このような、パタン電極に印加される電圧に応じて透過率が変化する液晶光学素子を用いた光ヘッド装置においては、液晶光学素子のパタン電極の各領域に互いに異なる電圧が印加され、各領域を通る光に対する液晶光学素子の透過光の位相が互いに異なる。このような光ヘッド装置では、液晶光学素子の透過光に波面収差が発生して光記録媒体上に形成される集光スポットの形状が乱れ、再生される信号の品質が劣化する。

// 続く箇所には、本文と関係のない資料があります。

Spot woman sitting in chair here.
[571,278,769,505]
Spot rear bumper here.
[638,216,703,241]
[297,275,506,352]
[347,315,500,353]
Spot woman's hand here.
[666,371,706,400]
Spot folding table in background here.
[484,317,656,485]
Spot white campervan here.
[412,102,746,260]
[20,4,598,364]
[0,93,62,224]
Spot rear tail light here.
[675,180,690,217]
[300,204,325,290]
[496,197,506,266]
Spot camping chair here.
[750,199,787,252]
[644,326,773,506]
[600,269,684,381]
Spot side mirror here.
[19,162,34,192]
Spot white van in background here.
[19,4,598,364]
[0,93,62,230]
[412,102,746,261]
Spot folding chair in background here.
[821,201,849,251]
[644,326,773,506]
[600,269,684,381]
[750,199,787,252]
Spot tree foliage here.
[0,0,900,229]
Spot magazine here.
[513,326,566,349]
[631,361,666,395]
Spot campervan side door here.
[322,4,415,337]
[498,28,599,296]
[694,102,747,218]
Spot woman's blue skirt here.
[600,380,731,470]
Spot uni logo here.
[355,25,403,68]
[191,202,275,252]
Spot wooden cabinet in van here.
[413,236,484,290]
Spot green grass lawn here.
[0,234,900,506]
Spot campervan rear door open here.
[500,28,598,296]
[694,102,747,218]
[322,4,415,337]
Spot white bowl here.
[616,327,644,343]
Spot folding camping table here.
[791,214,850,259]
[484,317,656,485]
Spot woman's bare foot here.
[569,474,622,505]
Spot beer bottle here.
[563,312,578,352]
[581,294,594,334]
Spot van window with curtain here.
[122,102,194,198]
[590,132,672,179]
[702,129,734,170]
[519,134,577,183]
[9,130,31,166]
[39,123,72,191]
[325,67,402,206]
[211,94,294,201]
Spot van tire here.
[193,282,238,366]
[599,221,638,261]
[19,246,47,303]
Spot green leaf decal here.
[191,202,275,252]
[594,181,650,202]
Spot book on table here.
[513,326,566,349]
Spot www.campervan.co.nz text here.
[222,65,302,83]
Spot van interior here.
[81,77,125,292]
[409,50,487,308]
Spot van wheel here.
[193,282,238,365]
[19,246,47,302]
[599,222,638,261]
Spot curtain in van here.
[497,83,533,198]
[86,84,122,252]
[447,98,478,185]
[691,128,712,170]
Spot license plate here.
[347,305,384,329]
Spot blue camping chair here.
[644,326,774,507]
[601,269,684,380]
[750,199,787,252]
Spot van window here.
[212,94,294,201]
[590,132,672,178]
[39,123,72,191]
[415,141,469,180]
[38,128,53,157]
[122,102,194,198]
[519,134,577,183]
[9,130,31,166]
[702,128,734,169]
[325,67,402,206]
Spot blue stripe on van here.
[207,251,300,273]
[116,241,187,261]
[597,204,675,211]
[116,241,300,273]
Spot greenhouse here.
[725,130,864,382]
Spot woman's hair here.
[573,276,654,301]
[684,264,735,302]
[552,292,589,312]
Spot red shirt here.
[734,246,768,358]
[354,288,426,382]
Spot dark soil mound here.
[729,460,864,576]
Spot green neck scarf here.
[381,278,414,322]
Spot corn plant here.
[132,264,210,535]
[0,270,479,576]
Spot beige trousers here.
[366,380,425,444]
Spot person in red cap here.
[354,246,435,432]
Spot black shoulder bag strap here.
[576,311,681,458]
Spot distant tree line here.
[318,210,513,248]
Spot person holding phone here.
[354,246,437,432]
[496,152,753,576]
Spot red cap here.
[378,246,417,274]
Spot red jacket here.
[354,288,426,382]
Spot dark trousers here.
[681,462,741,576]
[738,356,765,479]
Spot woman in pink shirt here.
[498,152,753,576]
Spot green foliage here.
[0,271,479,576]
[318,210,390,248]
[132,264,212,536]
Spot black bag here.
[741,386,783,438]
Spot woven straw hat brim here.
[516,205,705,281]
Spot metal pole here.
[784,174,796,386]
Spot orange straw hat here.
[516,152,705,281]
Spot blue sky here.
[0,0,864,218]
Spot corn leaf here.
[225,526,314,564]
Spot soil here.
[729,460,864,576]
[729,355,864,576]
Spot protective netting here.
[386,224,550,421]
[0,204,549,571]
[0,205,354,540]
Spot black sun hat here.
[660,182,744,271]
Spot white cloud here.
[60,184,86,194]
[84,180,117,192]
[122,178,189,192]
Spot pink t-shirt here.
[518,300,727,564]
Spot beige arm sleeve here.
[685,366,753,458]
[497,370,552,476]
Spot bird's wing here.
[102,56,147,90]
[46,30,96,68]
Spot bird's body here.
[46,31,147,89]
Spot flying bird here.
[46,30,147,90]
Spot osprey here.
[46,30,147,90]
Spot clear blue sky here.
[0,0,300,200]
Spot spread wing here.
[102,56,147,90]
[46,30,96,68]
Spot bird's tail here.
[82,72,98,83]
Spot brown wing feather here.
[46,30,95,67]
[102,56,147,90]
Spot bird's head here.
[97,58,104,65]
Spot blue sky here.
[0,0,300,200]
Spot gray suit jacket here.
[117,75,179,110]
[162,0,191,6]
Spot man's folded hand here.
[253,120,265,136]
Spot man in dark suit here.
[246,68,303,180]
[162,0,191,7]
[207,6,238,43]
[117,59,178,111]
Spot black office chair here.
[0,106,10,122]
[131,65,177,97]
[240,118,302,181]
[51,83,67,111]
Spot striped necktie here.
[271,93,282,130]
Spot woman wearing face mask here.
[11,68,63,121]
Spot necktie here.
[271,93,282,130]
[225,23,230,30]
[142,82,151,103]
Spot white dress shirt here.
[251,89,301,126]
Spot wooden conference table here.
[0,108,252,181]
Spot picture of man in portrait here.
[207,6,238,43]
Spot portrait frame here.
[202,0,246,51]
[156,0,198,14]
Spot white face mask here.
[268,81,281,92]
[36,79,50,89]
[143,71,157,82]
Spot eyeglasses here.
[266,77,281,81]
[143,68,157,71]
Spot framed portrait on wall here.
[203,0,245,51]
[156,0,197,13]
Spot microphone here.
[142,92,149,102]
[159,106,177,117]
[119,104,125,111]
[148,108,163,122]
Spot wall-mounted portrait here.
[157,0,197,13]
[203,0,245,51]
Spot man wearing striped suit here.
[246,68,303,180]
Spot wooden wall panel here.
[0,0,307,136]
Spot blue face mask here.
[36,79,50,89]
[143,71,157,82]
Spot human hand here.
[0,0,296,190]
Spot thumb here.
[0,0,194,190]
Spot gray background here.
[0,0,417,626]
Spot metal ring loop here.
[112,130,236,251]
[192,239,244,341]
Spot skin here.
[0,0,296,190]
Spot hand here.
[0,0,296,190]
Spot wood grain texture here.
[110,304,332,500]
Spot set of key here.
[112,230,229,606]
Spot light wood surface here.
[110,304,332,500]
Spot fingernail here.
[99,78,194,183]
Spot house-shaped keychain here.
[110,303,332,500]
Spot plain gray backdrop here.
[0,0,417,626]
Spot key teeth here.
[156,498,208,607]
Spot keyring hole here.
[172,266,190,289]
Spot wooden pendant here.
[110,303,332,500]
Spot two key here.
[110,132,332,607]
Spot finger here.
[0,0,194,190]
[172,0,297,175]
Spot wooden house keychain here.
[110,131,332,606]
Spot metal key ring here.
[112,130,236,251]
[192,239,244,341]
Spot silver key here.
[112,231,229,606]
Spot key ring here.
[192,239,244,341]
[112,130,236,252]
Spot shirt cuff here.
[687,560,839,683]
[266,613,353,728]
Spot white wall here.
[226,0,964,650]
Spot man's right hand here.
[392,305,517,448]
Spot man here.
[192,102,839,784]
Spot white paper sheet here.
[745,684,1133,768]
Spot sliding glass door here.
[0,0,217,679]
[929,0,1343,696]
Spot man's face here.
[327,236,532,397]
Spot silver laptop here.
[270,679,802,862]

特開2001−134972号公報には、半導体レーザ光源と、半導体レーザ光源から出射し光学式情報記録媒体を反射したレーザ光を受光して所定の情報信号を検出する多分割光検出器とを同一筐体内に収納した半導体レーザモジュールが記載されている。この半導体レーザモジュールは、光学式情報記録媒体を反射したレーザ光を多分割光検出器に導く機能を有する直線回折格子またはホログラフィック回折格子が透明部材上に形成され、その透明部材が筐体の窓部に設けられている。これらの回折格子では、半導体レーザ光源から出射されて回折格子を通過するレーザ光束の中で中心部近傍の光束が通過する領域での格子溝幅もしくは格子溝深さと、外縁部近傍の光束が通過する領域での格子溝幅もしくは格子溝深さとが互いに異なっている。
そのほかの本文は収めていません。